Probabilistic Use of High Frequency Words Helps Language Acquisition.

Frost, R. L. A., Monaghan, P., & Christiansen, M. H. (2017). Probabilistic Use of High Frequency Words Helps Language Acquisition. Poster presented at the 23rd Annual Conference on Architectures and Mechanisms for Language Processing (AMLaP), Lancaster, UK.


High-frequency words have been found to benefit speech segmentation (Bortfeld, Morgan, Golinkoff, & Rathbun, 2005) and grammatical categorisation (Monaghan, Christiansen, & Chater, 2007), with recent research suggesting learners may be able to draw on these cues for both types of task at the same time (Frost, Monaghan & Christiansen, 2016). For instance, in English “the” occurs frequently, punctuating sequences of words in speech, and “the” also reliably precedes nouns – thereby providing grammatical category information, while also possibly assisting segmentation. Previous studies have tested the effect of high-frequency words on language acquisition by presenting them reliably within the experimental language, however natural language contains noise and variability that may provide further opportunities for robust learning (Monaghan, 2017). 

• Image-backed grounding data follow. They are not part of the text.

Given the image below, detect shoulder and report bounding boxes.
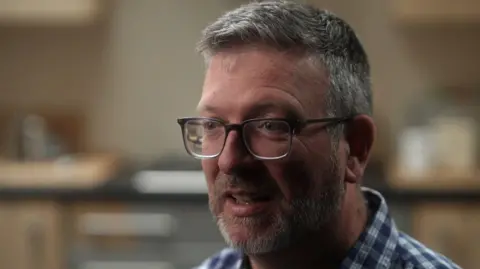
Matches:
[193,248,243,269]
[394,232,462,269]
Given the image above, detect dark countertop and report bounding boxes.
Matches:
[1,183,479,203]
[0,160,479,203]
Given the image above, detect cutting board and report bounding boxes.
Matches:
[0,153,121,189]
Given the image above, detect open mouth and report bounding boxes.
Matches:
[228,193,273,204]
[224,191,275,217]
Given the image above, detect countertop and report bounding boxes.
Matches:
[0,160,479,203]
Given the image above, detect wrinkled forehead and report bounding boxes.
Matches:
[197,47,328,121]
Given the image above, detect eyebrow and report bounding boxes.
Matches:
[197,100,302,119]
[249,101,301,118]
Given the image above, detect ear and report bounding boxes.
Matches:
[344,115,376,184]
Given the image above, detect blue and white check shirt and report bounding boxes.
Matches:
[194,188,462,269]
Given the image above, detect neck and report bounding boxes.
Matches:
[249,186,368,269]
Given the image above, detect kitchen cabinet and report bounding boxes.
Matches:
[391,0,480,24]
[0,0,102,25]
[67,201,225,269]
[0,201,64,269]
[413,202,480,268]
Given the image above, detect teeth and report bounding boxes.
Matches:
[232,195,253,204]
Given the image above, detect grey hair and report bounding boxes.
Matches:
[197,0,372,140]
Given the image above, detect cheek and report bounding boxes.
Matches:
[201,159,218,191]
[278,140,333,197]
[265,157,313,202]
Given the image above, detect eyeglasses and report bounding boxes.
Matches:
[177,116,351,160]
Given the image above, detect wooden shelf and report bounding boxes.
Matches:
[391,0,480,25]
[0,153,121,189]
[387,164,480,191]
[0,0,102,25]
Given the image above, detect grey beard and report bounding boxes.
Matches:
[217,213,291,254]
[213,170,345,255]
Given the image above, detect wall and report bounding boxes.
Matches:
[1,0,479,163]
[308,0,480,161]
[88,0,253,161]
[0,23,105,111]
[0,0,243,162]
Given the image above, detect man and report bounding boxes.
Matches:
[177,1,461,269]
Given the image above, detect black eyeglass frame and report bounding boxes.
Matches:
[177,116,353,160]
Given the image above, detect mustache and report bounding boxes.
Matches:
[214,172,276,194]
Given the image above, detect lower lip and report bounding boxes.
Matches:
[224,197,273,217]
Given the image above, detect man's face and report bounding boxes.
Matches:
[197,46,347,254]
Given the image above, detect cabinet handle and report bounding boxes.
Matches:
[27,220,45,269]
[81,261,175,269]
[80,213,177,237]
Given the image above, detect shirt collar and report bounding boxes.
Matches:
[340,187,399,269]
[240,188,399,269]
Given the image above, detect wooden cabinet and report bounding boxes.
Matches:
[0,0,102,25]
[68,201,133,247]
[66,201,225,269]
[0,201,64,269]
[391,0,480,24]
[413,202,480,268]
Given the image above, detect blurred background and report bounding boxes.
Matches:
[0,0,479,268]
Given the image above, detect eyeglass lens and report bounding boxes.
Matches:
[182,118,291,159]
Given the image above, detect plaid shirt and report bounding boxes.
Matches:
[194,188,462,269]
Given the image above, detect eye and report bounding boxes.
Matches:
[203,120,222,130]
[258,120,289,133]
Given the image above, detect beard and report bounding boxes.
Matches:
[209,151,346,255]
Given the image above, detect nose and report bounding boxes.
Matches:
[217,130,252,174]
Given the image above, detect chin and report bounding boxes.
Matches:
[218,215,269,239]
[216,214,290,254]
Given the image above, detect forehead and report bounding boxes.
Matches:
[198,46,328,120]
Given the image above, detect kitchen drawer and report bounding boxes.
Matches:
[67,201,227,268]
[79,261,175,269]
[127,203,223,242]
[78,261,198,269]
[69,202,223,243]
[70,242,225,269]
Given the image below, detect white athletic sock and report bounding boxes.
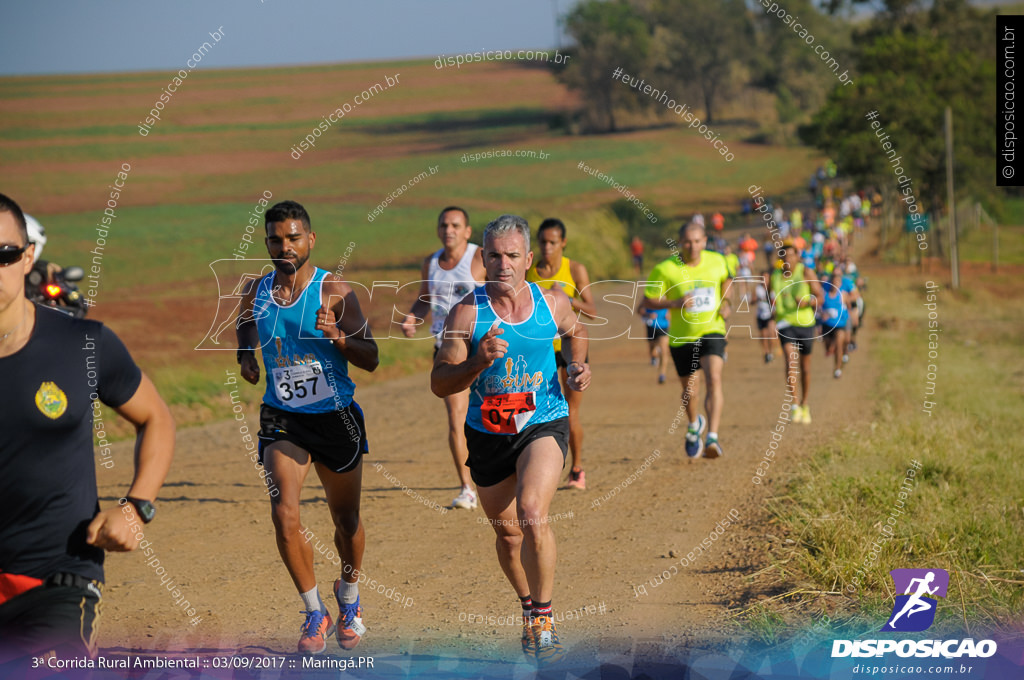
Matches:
[708,432,718,441]
[688,421,700,432]
[300,586,326,613]
[337,579,359,605]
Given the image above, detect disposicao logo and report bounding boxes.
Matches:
[831,568,998,659]
[882,568,948,632]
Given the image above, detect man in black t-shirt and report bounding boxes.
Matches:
[0,194,176,670]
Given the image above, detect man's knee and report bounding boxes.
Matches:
[271,501,302,533]
[517,499,550,530]
[495,529,524,552]
[331,508,361,537]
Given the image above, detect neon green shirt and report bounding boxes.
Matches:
[771,264,816,328]
[646,251,731,345]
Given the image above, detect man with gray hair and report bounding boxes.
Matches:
[431,214,591,668]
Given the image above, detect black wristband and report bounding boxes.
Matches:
[237,348,255,364]
[121,496,156,523]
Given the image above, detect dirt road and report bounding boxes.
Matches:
[94,264,876,676]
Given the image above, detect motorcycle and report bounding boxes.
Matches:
[25,260,88,318]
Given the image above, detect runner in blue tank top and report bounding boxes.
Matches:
[431,214,591,669]
[236,200,378,655]
[822,268,851,379]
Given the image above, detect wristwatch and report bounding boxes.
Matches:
[123,496,156,523]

We tested the effect of variability on learning by familiarising adults with continuous speech comprising repetitions of target words, which were preceded by one of two high-frequency marker words 100%, 67%, or 33% of the time, with marker words distinguishing targets into two otherwise unidentifiable categories. Participants completed a 2AFC speech segmentation task, and a similarity judgement categorisation test, followed by a cross-situational word learning task where target words from the training speech were mapped onto actions and objects depicting two different grammatical categories (nouns and verbs), presented across multiple trials. Critically, labelling was either consistent or inconsistent with the distributional categories (between subjects), to examine whether learners drew on the statistics of the input during subsequent language use. Participants also completed a vocabulary test, which assessed which mappings they had learned.

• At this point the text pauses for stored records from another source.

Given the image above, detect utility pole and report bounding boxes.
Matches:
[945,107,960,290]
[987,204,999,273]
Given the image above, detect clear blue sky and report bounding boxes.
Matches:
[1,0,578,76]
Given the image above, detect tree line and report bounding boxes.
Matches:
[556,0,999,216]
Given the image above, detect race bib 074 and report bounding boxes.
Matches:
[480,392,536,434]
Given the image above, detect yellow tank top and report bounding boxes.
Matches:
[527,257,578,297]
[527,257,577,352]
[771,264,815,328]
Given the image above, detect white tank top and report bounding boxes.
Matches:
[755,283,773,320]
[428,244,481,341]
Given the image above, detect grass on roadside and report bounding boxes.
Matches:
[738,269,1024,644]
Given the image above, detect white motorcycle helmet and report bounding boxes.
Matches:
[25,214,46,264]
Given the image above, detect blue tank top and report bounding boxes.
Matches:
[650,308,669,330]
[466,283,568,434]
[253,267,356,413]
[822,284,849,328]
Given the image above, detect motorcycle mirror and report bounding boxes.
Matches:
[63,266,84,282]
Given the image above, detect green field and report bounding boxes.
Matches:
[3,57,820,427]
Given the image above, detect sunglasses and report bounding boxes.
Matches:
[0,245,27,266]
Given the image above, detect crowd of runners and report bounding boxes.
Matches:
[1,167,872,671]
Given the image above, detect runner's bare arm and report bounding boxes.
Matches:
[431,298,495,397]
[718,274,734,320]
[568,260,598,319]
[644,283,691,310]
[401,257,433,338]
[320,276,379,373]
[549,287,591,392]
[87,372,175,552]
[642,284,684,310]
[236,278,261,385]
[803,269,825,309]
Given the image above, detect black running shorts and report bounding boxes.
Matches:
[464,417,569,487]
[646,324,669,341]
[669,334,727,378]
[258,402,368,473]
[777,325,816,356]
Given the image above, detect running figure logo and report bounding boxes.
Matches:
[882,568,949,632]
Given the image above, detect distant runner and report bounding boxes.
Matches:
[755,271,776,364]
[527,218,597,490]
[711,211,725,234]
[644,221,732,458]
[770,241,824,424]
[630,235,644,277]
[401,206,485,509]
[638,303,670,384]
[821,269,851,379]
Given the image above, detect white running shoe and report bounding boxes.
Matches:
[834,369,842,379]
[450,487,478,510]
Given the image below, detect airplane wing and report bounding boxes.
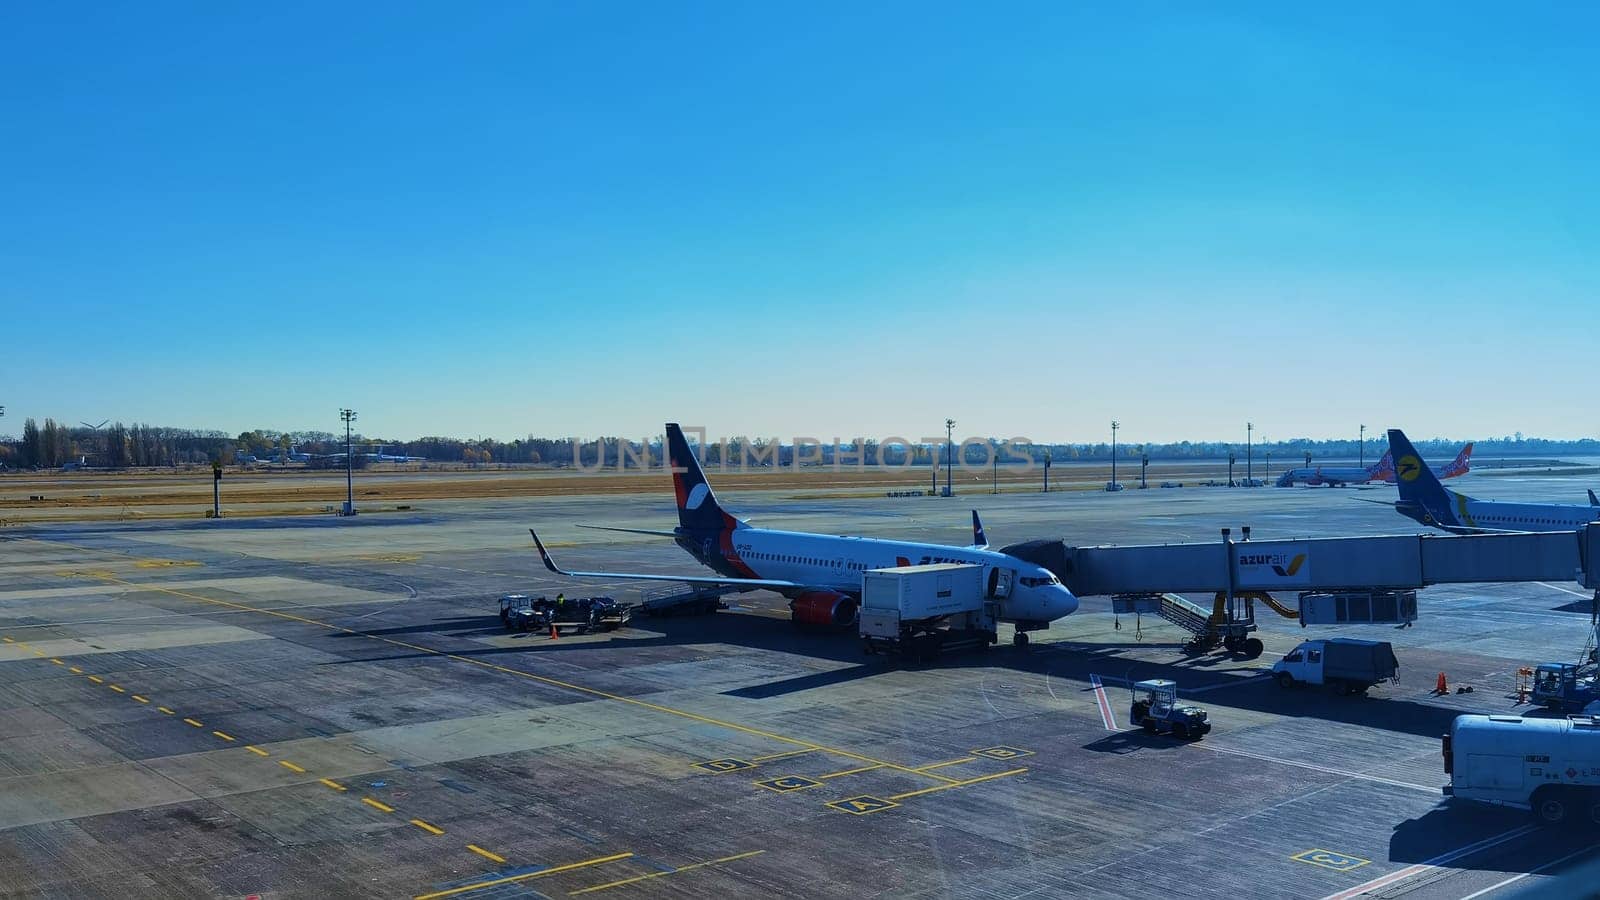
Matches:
[530,529,804,589]
[578,524,682,538]
[1349,497,1396,506]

There was a clear advantage of variability, with the 67% group performing best on measures of segmentation (100%: M = .62, SE = .03; 67%: M = .71, SE = .03; 33%: M = .67, SE = .02) and categorisation - giving significantly higher similarity ratings to test pairs containing items from the same (M = 3.80, SE = .17) versus different (M = 3.62, SE = .16) grammatical categories (t (23) = 2.194, p = .039). Data from the vocabulary test indicated that all conditions were better able to map target words onto nouns (overall M = .693, SE = .03) than verbs (overall M = .59, SE = .03, t (71) = 3.146, p = .002), but trends in the means indicated learning of verbs was better when target words labelled nouns and verbs in a way that was consistent (M =.63, SE = .035) rather than inconsistent (M = .55, SE = .038) with the distributional category distinction (though this difference was not significant, t (70), 1.461 p = .149). The data indicate that variability can help learners draw on the same high-frequency words during speech segmentation and grammatical categorisation. Further, findings suggest high frequency marker words denoting distributional categories may be especially helpful for learning of verbs.